今日の絶景

今日の絶景

シチリア島の丘の上に立つ大神殿は
時代とともに役割も姿も転変した

Magnificent View #832
コンコルディア神殿(イタリア)

(C) Robert Harding Images / Masterfile / amanaimages

 シチリア島南部にあるアグリジェントは、紀元前6世紀からギリシャ植民地として栄えた街。オリーブやアーモンドの木が茂る丘の上には7つの神殿が残り、「神殿の谷」と呼ばれる一帯が世界遺産にも登録されている。

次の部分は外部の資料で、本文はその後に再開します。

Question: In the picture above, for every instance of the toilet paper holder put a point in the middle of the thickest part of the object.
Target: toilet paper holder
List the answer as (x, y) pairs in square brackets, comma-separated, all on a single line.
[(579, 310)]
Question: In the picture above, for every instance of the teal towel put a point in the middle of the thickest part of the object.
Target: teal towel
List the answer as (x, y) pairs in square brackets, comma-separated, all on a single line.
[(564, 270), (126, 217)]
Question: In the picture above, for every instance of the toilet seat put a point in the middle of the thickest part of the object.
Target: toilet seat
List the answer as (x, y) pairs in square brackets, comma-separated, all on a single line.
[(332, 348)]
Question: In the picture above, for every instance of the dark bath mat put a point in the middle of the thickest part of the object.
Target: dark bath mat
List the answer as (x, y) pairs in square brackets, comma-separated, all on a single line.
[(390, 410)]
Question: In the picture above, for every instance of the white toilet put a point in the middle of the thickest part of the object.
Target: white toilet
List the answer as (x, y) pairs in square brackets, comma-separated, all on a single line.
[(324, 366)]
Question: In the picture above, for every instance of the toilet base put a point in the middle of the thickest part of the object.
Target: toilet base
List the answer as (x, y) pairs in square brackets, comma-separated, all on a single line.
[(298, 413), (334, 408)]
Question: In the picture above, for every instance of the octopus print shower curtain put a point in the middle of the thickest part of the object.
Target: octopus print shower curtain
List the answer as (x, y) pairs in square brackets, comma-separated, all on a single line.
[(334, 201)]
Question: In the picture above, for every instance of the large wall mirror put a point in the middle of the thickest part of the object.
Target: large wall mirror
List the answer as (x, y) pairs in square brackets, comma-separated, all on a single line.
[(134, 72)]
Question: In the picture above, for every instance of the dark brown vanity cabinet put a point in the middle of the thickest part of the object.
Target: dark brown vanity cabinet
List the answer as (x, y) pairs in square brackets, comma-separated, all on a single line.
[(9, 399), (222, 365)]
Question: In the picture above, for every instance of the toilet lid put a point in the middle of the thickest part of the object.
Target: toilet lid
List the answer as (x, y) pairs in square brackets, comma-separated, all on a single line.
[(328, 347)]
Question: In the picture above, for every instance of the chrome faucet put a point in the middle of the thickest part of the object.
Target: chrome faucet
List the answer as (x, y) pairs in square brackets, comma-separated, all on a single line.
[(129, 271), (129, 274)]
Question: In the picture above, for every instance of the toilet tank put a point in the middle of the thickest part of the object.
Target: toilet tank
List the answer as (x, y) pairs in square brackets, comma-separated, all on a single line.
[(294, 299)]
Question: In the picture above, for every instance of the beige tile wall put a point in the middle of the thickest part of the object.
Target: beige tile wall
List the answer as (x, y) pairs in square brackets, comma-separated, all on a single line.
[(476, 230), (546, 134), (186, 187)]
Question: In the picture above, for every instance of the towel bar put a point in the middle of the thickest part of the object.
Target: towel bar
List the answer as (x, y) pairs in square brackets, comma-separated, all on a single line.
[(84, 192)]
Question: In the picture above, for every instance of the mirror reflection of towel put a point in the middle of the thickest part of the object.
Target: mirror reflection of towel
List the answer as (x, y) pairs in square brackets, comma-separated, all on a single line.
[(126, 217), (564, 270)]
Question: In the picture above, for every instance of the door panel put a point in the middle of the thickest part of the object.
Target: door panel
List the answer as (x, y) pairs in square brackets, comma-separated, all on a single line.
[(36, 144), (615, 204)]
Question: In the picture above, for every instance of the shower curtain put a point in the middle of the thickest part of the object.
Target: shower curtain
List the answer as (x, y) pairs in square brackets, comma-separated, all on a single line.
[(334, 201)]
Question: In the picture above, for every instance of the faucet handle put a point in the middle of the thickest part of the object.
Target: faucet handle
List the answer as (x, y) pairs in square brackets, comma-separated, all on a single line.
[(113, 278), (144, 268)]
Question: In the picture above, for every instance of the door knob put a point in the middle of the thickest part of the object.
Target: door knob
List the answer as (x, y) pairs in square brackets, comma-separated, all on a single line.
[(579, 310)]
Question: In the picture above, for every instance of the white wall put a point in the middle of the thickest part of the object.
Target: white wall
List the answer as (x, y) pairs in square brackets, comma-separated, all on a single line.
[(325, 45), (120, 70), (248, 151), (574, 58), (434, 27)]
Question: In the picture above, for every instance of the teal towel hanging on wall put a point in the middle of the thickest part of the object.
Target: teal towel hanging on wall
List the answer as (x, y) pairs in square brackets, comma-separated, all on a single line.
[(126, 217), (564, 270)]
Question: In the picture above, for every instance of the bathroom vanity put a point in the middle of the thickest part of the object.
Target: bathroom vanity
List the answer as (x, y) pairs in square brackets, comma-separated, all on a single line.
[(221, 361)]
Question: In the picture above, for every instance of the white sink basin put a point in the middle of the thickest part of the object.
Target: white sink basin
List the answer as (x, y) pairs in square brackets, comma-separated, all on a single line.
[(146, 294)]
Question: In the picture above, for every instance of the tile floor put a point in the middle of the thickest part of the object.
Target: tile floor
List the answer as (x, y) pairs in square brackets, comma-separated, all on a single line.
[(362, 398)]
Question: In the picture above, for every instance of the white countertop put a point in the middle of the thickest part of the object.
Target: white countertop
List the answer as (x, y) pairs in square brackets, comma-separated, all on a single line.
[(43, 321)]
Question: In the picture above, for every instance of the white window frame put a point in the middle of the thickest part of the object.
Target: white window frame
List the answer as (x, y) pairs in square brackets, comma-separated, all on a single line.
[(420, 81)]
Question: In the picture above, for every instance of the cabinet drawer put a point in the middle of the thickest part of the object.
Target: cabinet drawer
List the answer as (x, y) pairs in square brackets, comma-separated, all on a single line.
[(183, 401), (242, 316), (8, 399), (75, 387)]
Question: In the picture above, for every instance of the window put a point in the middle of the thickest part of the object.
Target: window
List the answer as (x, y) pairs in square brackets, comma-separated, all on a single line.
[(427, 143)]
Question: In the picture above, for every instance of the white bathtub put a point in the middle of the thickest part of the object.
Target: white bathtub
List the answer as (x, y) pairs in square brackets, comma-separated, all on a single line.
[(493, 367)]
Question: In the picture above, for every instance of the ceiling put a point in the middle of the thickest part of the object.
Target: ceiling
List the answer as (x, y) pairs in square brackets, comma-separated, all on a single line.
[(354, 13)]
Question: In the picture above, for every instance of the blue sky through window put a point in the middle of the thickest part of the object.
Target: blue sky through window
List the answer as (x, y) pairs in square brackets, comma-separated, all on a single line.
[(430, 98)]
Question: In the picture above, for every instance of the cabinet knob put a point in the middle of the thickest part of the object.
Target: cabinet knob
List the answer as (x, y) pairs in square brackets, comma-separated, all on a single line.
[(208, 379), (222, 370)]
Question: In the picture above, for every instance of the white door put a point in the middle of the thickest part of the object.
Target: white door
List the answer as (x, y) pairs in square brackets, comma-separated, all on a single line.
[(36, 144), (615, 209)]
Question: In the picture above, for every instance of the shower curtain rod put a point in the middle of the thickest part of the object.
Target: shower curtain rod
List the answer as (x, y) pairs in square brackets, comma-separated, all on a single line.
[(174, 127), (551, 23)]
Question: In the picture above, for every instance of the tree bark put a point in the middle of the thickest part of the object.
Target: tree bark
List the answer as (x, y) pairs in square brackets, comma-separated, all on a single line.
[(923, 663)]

 なかでも最も保存状態がいいのが、ご覧のコンコルディア神殿。紀元前5世紀に建てられ、6世紀のビザンティン時代は教会に、アラブ時代はモスクに、ノルマン時代にふたたび教会に改築されという波乱の歴史を経て、18世紀に、神殿の姿に戻された。

 教会に改築した際、円柱と円柱の間を塞いで壁にしていたことが、結果的に建物を補強することになったというのは、やや皮肉な話。そのおかげで地震での崩壊も免れたのだという。

 大自然を背景に立つ姿は、圧倒的な存在感。時代ごとに役割を変えたこの遺跡は、ギリシャ神殿建築の最高傑作のひとつともいわれている。